In her role as consort to the country's monarch, Maria Teresa has become an activist, particularly focusing on gender equality and women's rights. She supports a number of organizations, and in 2019, she started an initiative, titled Stand Speak Rise Up, to support victims of rape and sexual abuse.
HRH told Insider that gender equality within the royal household wasn't discussed when she first married Henri, Grand Duke of Luxembourg.
"To tell you the truth, it was not talked about really," she told Insider. "And when you enter a royal family, you do enter a household of tradition, and in that tradition, and because of the situation of the monarchy — where there is the monarch, the person next to the monarch, and the rest of the family — it does already make a separation by the role."
"But apart from the role, gender topics were not really talked about. Now, since the modern times we're living in of gender equality...
Luxembourg is one of a handful of monarchies across Europe to update its line of succession in recent years. Norway updated its line of succession in 1990, so that those born after that would succeed the throne regardless of gender. The UK updated its line of succession ahead of Prince George's birth in 2013.
The Grand Duchess said the royal families "adapting to the time" is essential to the survival of monarchies.
Luxembourg is one of 12 monarchies still active in Europe today, World Population Review reports, and it's the only Grand Duchy — a country headed by a Grand Duke or Duchess — according to Maria Teresa.

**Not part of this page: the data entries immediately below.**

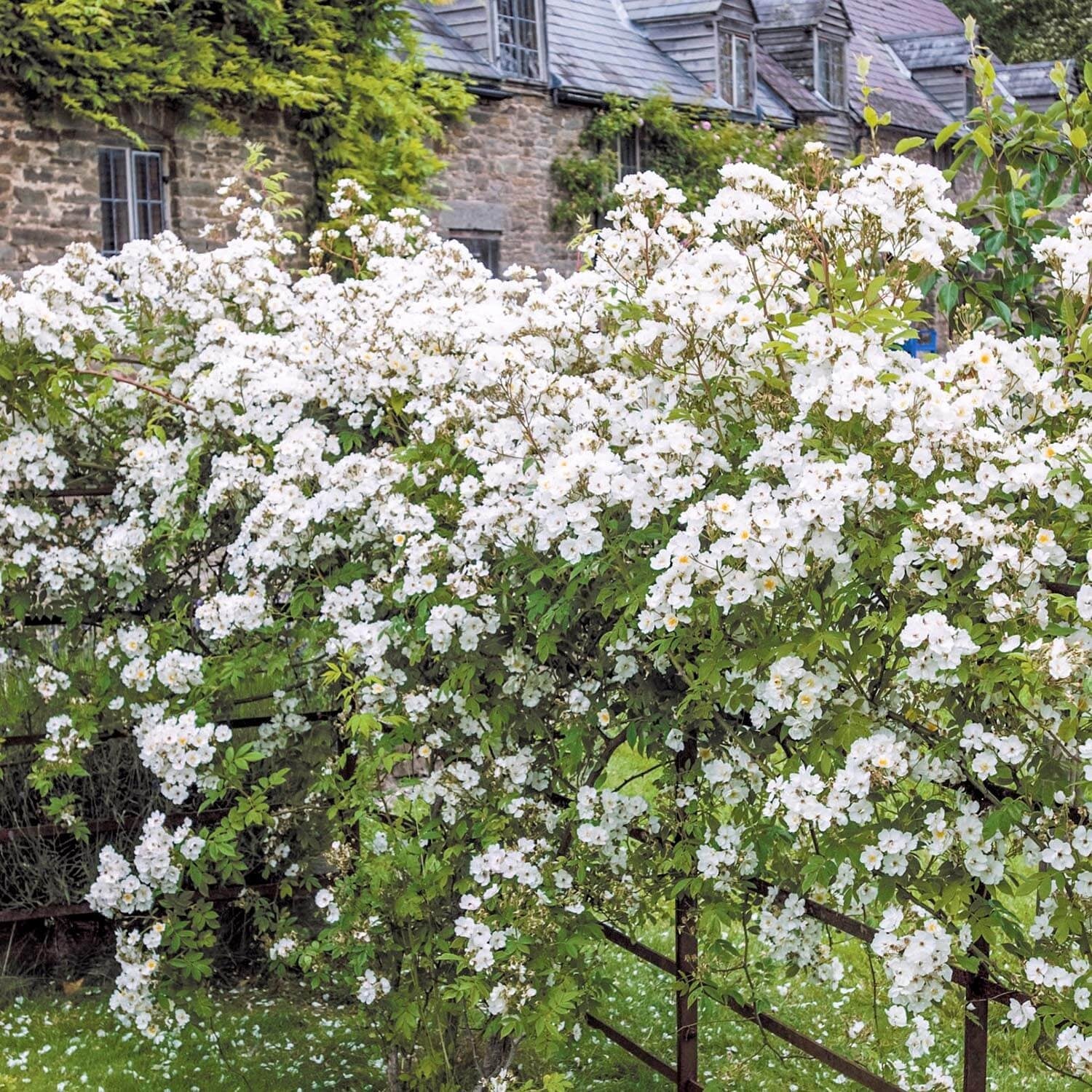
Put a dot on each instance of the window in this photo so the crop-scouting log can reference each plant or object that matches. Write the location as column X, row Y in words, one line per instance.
column 130, row 196
column 518, row 48
column 735, row 70
column 629, row 153
column 485, row 248
column 970, row 93
column 830, row 70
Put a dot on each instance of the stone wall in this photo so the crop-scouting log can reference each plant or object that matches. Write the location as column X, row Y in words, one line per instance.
column 498, row 178
column 50, row 175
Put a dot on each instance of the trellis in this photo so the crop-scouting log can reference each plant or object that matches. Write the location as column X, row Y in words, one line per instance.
column 684, row 1075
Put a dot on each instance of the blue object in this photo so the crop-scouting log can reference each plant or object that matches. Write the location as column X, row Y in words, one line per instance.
column 925, row 342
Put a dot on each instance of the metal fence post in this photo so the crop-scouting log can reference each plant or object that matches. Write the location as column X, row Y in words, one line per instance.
column 686, row 959
column 976, row 1026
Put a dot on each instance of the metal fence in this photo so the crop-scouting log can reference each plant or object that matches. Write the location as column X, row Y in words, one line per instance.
column 684, row 1075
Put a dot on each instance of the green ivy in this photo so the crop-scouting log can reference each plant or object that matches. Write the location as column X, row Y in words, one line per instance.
column 347, row 72
column 683, row 144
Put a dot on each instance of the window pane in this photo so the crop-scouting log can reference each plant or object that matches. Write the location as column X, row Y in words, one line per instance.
column 629, row 153
column 727, row 67
column 742, row 74
column 518, row 39
column 148, row 194
column 485, row 248
column 114, row 198
column 830, row 78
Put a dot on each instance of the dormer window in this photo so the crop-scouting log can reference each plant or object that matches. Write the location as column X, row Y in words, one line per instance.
column 629, row 153
column 130, row 196
column 830, row 70
column 519, row 39
column 736, row 69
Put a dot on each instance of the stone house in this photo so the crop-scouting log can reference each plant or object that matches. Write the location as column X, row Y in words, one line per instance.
column 539, row 69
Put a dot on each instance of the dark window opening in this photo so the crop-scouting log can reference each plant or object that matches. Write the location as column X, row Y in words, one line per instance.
column 485, row 248
column 629, row 153
column 518, row 50
column 830, row 71
column 130, row 196
column 735, row 70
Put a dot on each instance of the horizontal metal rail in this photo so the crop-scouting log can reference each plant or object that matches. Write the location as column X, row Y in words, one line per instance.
column 767, row 1022
column 989, row 989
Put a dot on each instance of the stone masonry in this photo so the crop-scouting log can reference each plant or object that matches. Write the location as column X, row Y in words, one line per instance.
column 498, row 181
column 50, row 176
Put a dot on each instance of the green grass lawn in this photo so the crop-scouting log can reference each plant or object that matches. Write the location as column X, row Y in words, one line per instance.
column 294, row 1040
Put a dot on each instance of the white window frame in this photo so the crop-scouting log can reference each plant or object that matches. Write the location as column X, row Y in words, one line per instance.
column 131, row 154
column 495, row 20
column 727, row 35
column 635, row 135
column 819, row 69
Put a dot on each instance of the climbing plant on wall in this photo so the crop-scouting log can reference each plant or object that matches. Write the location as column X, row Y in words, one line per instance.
column 347, row 71
column 681, row 144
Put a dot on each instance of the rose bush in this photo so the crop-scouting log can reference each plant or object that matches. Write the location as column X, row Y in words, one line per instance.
column 384, row 571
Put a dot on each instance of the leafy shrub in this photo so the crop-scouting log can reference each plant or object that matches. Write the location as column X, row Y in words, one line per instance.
column 456, row 543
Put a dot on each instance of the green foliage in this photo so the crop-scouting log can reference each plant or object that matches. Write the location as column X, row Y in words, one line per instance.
column 1029, row 167
column 347, row 72
column 677, row 142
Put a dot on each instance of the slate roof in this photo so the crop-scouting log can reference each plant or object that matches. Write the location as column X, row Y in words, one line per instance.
column 788, row 12
column 596, row 47
column 912, row 107
column 786, row 87
column 932, row 50
column 1032, row 79
column 445, row 50
column 648, row 10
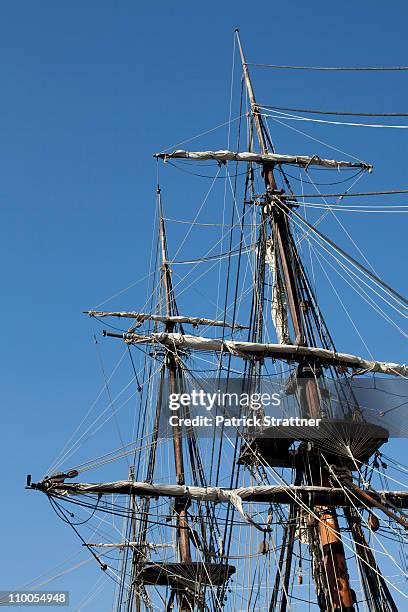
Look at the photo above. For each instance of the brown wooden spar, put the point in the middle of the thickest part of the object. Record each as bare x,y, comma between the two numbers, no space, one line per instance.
336,578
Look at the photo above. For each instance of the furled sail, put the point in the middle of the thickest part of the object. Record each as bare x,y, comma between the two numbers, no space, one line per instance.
278,351
272,158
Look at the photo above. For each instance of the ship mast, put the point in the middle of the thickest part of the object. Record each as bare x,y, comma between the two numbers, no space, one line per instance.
337,579
180,505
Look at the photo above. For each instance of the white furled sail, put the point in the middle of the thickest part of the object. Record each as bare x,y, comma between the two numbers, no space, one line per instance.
278,351
273,158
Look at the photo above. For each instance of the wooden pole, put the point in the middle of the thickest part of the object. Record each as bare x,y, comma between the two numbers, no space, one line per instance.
180,505
329,531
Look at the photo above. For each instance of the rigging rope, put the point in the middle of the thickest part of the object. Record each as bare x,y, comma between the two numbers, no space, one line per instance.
342,113
333,68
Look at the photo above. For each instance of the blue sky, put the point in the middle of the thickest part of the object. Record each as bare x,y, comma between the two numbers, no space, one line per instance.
88,92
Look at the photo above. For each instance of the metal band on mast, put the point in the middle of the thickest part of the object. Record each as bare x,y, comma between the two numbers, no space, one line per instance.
337,578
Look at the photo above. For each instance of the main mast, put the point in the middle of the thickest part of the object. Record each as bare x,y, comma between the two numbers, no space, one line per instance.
337,578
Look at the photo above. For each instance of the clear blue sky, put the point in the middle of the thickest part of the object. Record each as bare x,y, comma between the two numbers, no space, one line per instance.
89,90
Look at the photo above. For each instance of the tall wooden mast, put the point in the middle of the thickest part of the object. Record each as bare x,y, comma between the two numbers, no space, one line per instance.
337,579
180,506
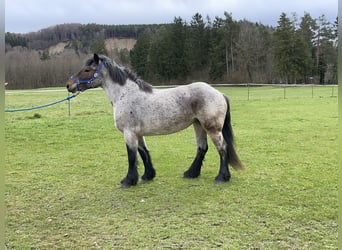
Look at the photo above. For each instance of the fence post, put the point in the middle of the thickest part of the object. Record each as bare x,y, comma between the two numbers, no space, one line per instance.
69,103
248,91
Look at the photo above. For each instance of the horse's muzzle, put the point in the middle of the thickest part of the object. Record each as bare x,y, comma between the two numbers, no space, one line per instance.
70,85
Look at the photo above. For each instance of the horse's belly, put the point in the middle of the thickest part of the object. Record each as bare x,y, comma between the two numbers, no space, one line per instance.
159,126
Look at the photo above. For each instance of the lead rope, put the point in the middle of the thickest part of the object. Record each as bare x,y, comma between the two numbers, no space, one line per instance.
68,98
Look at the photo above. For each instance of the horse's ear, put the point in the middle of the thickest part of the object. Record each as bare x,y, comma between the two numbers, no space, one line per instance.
96,58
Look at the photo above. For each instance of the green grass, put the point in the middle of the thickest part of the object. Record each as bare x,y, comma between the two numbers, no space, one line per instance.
63,175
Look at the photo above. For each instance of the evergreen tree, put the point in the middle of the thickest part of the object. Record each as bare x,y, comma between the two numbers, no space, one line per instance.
197,44
284,48
140,55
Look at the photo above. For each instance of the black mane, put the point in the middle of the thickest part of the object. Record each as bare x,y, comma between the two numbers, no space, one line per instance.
121,74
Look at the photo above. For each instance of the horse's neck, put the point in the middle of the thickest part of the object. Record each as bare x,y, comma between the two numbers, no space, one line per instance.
115,91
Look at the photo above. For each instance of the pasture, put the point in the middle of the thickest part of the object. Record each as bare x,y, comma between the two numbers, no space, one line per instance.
63,177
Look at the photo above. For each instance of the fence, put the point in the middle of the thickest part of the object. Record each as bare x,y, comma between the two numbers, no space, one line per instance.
26,99
250,91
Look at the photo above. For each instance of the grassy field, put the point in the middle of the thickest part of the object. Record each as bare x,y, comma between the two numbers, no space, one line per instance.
63,175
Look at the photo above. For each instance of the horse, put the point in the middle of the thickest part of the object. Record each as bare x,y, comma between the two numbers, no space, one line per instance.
141,110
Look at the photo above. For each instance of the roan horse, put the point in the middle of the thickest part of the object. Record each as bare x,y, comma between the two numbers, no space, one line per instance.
141,110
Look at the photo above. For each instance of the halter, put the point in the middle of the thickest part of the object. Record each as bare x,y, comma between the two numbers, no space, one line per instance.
87,81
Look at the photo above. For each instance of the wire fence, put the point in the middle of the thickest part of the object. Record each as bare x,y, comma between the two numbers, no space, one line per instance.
250,91
23,100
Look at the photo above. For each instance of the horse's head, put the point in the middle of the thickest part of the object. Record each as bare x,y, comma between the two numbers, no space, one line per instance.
88,77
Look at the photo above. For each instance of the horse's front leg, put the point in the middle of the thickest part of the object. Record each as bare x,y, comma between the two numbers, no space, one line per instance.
132,175
150,172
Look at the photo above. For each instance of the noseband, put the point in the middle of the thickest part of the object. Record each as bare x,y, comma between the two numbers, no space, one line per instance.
88,82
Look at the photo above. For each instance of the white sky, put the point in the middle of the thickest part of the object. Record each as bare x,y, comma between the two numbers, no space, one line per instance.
22,16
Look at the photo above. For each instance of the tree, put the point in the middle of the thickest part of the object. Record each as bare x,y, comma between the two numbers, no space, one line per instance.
217,50
197,44
290,51
140,55
306,32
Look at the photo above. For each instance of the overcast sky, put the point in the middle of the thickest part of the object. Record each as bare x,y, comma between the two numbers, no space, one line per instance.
24,16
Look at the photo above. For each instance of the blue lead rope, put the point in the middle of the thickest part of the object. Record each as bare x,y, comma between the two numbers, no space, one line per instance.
41,106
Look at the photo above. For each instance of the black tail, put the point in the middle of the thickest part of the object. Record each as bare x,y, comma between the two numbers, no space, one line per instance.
227,131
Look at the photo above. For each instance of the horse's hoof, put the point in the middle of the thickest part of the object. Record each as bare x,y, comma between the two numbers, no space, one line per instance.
128,183
146,180
190,175
221,179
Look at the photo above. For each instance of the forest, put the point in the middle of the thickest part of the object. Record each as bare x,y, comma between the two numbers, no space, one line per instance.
220,50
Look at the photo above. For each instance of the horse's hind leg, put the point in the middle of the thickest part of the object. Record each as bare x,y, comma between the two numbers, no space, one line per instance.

In her role as consort, it's the Grand Duchess' responsibility to support the Grand Duke at official engagements, charitable events, and on the international stage. It's the same role that Prince Philip held as Queen Elizabeth II's consort, until his retirement from public duty in 2017.
Prince Philip died at the age of 99 on April 9. A Service of Thanksgiving will be held in his memory in London on Tuesday, which the Grand Duchess said she plans to attend.
"She was very fortunate to have Prince Philip next to her — which she does say very openly — who took on the role and responsibility with the children and when she was not able to and when she didn't have time for it," the Grand Duchess said of the Queen.
"It must have been a suffering for him, and also for her. It's not easy," she added.